12.3 All funds of IAPAC shall be deposited, in accordance with the FECA, from time to time to the credit of IAPAC in such banks, trust companies, or other depositories as the Treasurer of IAPAC may select.
12.4 The Board of Directors may accept on behalf of IAPAC any contribution, gift, bequest or device for the general purposes or for any special purpose of IAPAC.

ARTICLE XIII
BOOKS AND RECORDS

13.1 IAPAC shall keep correct and complete books and records of accounting in accordance with the IRC, the FECA and applicable state statutes.

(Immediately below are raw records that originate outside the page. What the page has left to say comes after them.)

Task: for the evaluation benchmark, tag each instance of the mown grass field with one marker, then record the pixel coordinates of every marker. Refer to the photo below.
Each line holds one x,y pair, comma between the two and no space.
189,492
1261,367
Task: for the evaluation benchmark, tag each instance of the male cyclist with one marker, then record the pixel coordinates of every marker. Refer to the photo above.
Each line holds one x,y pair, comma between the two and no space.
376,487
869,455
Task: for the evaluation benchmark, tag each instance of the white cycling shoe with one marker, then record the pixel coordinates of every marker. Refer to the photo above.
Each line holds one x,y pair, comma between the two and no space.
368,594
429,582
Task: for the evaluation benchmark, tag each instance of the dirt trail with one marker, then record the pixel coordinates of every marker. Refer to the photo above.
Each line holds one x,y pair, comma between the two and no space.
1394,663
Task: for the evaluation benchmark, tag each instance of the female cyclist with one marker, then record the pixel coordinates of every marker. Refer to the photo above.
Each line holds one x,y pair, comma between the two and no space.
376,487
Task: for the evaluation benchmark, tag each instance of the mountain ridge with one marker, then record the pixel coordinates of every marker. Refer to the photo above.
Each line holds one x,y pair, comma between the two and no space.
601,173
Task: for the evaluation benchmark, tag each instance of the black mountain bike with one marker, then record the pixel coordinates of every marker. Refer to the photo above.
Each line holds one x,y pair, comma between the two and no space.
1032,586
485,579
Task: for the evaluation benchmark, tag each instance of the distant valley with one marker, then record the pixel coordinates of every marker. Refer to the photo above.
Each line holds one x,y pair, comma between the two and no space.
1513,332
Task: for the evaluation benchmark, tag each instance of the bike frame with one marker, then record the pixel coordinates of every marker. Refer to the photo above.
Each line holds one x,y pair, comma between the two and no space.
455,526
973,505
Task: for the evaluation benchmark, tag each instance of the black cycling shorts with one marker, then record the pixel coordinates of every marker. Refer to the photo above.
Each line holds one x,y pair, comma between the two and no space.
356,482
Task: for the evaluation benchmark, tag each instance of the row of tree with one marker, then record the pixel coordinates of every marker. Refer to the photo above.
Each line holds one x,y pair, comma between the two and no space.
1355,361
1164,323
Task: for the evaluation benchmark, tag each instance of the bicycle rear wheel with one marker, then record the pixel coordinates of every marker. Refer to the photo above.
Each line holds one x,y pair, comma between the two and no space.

IAPAC shall also keep minutes of the proceedings of the Board of Trustees and the Board of Directors and committees having any of the authority of the Board of Directors.

ARTICLE XIV
FISCAL YEAR

14.1 The fiscal year of IAPAC shall begin on the first day of January and end on the last day of December.

ARTICLE XV
WAIVER OF NOTICE

15.1 Whenever any notice is required to be given under the articles of incorporation of IAPAC, these By-Laws or applicable law, a waiver thereof in writing signed by the person or persons entitled to such notice shall be deemed equivalent to the giving of such notice.

ARTICLE XVI
INDEMNIFICATION

16.1 Up to the maximum limit as permitted by the laws of the State of Delaware, IAPAC shall indemnify its Trustees, Directors, Officers, agents and employees against liability incurred by reason of such person's being or having been such Trustee, Director, Officer, agent or employee.

ARTICLE XVII
AMENDMENTS TO BY-LAWS

17.1 These By-Laws may be altered, amended, or repealed and new By-Laws of IAPAC may be adopted by (i) a two-thirds (2/3) majority of the Directors then in office at any regular meeting or at any special meeting of the Board of Directors, or (ii) a two-thirds (2/3) majority of the Trustees then in office at any regular meeting or at any special meeting of the Board of Trustees.